Using Modules is something my students REALLY like, and it's another big difference from D2L which we used until this year. A tip I'm sharing with other faculty: keep the modules list fresh by moving old modules down to the bottom of the page. 🙂

Advice: Keep Canvas Modules Current – Teaching with Canvas

Community Champion

My top three picks would be SpeedGrader, Pages, and Discussions. I agree with everything that's been said already about SpeedGrader, and I LOVE showing faculty how easy it is to begin doing online grading using SpeedGrader. But regarding other Canvas features that can help to enhance teaching across a range of course types, Pages and Discussions can add a lot of flexibility to courses.

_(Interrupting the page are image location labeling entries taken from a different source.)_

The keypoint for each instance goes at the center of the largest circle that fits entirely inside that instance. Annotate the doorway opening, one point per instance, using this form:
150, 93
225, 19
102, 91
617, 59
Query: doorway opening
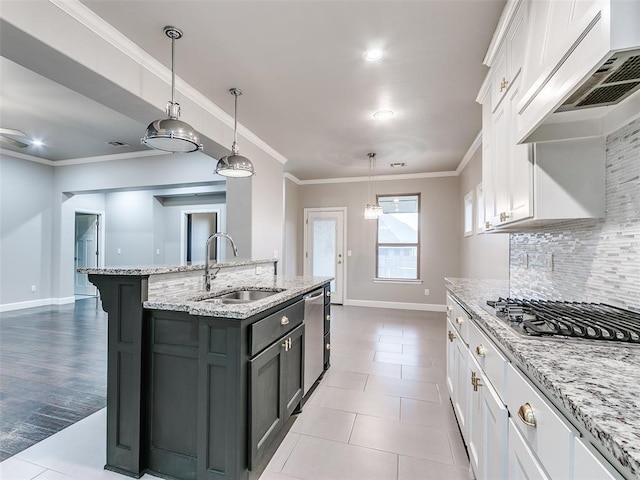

Pages: Canvas's wiki pages can be used in a wide range of ways, from curating current course information on the home page (links to readings, assignments, additional resources) to providing special purposes pages with supplemental resources, embedded videos, images, you name it. Pages can also be configured to allow students to edit them, which opens up the possibility for crowd-sourcing assignments (a favorite strategy of mine for both face-to-face and online classes). And BONUS: familiarity with the Rich Content Editor and Content Selector in Pages helps with other features in Canvas.

Discussions: Discussions can provide a mechanism for many different types of interactions that can enhance teaching and learning. This might be a semester-long FAQ discussion where students post questions, or a graded class-wide or group discussion assignment. Discussions are a common feature of online courses, but they can also be useful in face-to-face and hybrid courses. Plus, it's one of the few mechanisms available in Canvas where students can easily share work with others in the class. And Discussions can also be configured for use as an individual semester-long journal (group discussion, where each student is in their own group).

Collectively, these tools provide a wide range of options for enhancing teaching!

I am a fan of Pages also! We have a Domain of One's Own project at my school, which gives every faculty member access to https webspace, so I can host javascripts and other dynamic content that can appear in Canvas Pages, too, which I really enjoy. I've got a demo course up with dynamic content like that in Canvas Pages:

Growth Mindset Playground: Growth Mindset Playground

Community Champion

Rubrics - How they show up on assignments, can include Outcomes

Speedgrader - with rubrics, with crocodoc

Modules - Next/Prev button wonderful!!